In the year 2000, they were still making movies where a huge creature floats through the air, looking not very aerodynamic, hanging from a piece of fishing line like a hairy bug on the end of a rope (I’m looking at YOU, Megaguirus). Then the other monster appears for the big fight scene, and that one looks like a guy in a cheap rubber suit (that would be YOU, Godzilla).
None of these monsters ever has a girlfriend, and maybe that’s why they’re so angry. They pop out of the sea with no real goals. They don’t want to eat, and they don’t want to make baby monsters – no, they just want to stomp on Tokyo and send Japanese people screaming in every direction.
The Japanese people never seem to go anywhere. They just run around in circles and wait to get stomped on. It’s all very dramatic, and it’s all very translated, so their screams never quite match the way their lips are moving while they’re running around and getting crushed.
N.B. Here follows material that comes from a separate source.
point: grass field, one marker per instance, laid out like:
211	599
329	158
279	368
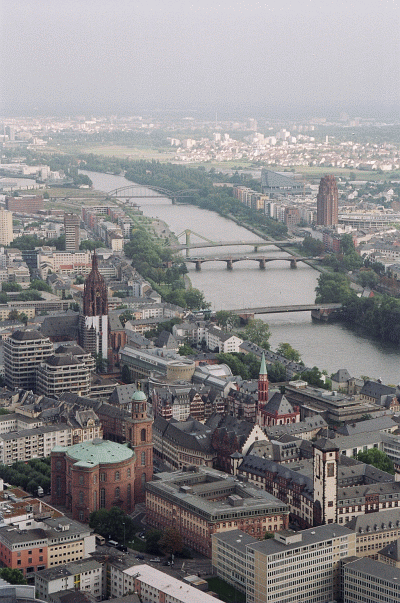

I hear that Hollywood is going to once again remake Godzilla. Wait—I just looked it up on Google, and they already made that movie. Apparently, it was in theaters a few months ago so I guess I missed it. It looks like they put a big new twist into the plot – the monster comes out of the sea and stomps on San Francisco.
When I was a kid, I had a plastic model of Godzilla. There were two versions: the one with the glow-in-the-dark fins and the one with regular fins. I think I had the regular one and my brother built the other one, and then my mom destroyed them both while she was vacuuming. My mom liked to vacuum, and she did it 24/7, and in many ways she was more destructive than any snarling creature from the sea. There was no speck of dust too small for her to hunt down and obliterate, along with whatever was in her way.
To this day, my brain freaks out whenever I hear a vacuum cleaner. This probably explains why my house has no carpeting.